I don’t ask her what different means. There had been a soft rasp to her voice and a softening to her eyes that tells me different is good. And I’ll take that. 

I start working on the lock, and by the time I have a deadbolt installed, she hasn’t moved. I walk over to her and sure enough, she’s breathing deeply. I look around for a blanket to pull over her and there isn’t one. I try the closet, and my gut clenches when I realize just how little she owns. There sure isn’t a blanket. I cross to the bed again and stare down at her, watching her sleep. She’s peaceful and that tells me a story. She’s exhausted emotionally and physically. She’s always on edge, but with me here, she feels safe, whether she consciously knows it or not. That’s the biggest fucking compliment she can give me, and she doesn’t even know she offered it up. That’s progress. That’s trust. Quid pro quo. Which means I can’t keep giving her standard answers. I have to give to get. 

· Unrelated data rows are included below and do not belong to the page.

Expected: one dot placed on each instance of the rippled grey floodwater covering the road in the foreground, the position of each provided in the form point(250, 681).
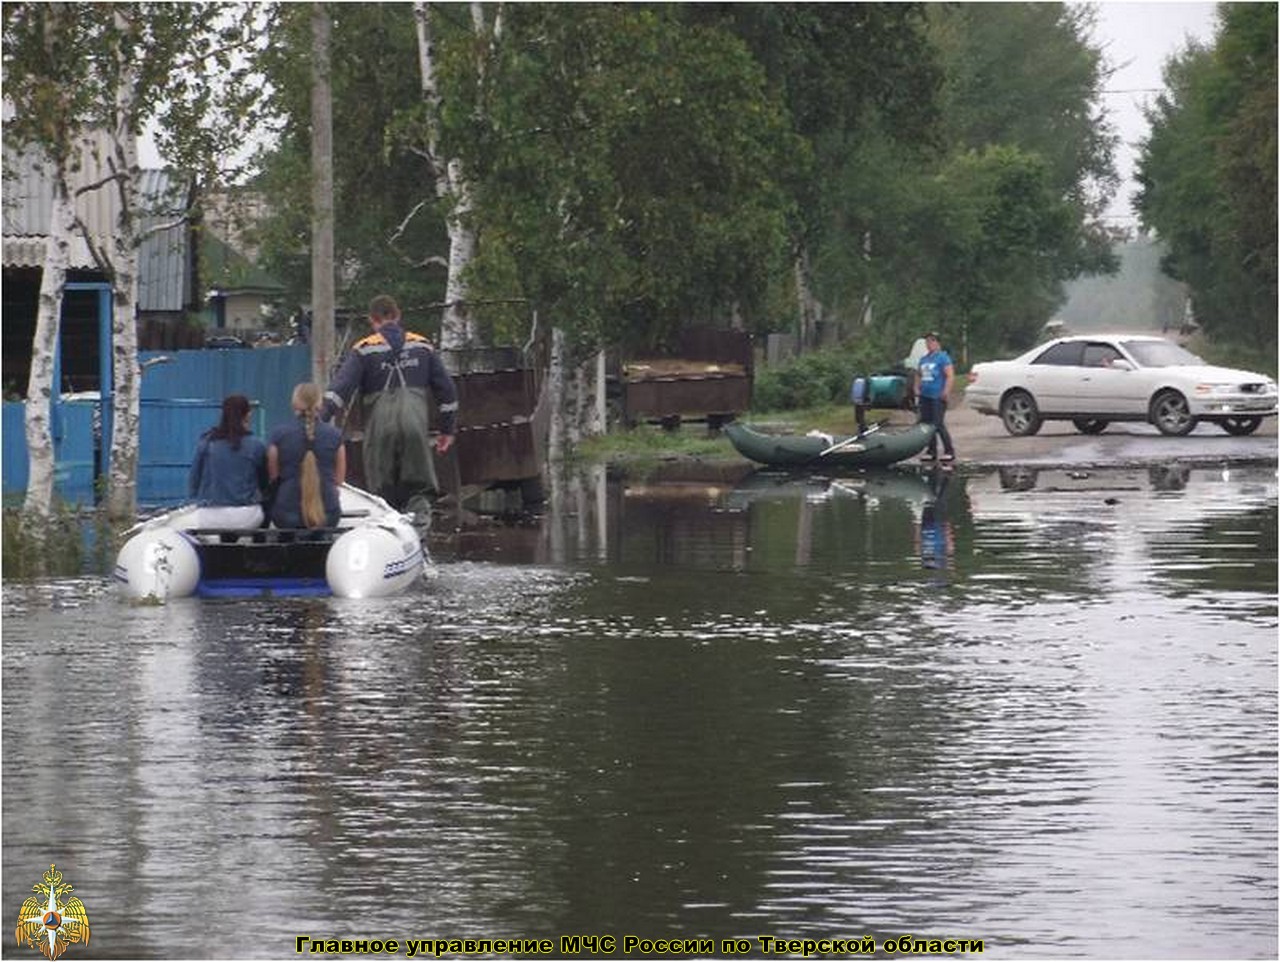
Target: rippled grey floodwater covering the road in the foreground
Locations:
point(1037, 711)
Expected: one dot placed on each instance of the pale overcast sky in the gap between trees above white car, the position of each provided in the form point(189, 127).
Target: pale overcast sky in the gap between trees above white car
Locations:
point(1139, 39)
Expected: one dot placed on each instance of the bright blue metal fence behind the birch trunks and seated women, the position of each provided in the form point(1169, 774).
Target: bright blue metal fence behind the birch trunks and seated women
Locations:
point(181, 400)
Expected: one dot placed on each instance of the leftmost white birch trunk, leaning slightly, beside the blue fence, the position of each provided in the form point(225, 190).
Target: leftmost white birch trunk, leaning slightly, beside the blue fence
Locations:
point(42, 390)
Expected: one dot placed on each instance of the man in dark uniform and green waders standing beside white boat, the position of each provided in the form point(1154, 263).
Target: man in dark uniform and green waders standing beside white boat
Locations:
point(392, 370)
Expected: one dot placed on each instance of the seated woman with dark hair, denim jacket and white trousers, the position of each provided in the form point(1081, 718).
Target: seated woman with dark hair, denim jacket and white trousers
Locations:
point(228, 473)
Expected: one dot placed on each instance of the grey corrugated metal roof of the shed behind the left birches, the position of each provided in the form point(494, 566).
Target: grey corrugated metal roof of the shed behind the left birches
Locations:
point(164, 259)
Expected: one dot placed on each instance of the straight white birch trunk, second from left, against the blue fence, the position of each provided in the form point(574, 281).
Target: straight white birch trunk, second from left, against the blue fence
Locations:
point(122, 498)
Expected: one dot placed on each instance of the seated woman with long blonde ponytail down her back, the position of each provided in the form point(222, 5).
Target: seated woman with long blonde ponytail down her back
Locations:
point(307, 456)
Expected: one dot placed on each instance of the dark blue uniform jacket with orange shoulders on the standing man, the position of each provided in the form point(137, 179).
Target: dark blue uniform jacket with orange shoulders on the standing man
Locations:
point(372, 361)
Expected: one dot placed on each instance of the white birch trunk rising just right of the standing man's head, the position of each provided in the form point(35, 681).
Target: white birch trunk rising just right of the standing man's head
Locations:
point(458, 328)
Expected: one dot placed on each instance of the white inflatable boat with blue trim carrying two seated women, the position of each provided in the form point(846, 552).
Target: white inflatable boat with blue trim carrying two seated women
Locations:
point(374, 552)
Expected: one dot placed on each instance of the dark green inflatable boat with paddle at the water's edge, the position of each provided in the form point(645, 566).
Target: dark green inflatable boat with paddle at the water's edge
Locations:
point(819, 452)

I walk back to the door and add a chain to the top above the deadbolt. Next comes a camera that I program into the MacBook. Everything else I have with me, I need to show her how to use. I walk over to the bed and sit down next to her. She doesn’t move. I lay back and she rolls over and curls to my side. She’s asleep, but she instinctively came to me. And I’m not sure any woman has ever done anything that rocked my world. She trusts me. At least in her sleep. I just have to convince her she can trust me when she’s awake.

And what the fuck happened nine months ago?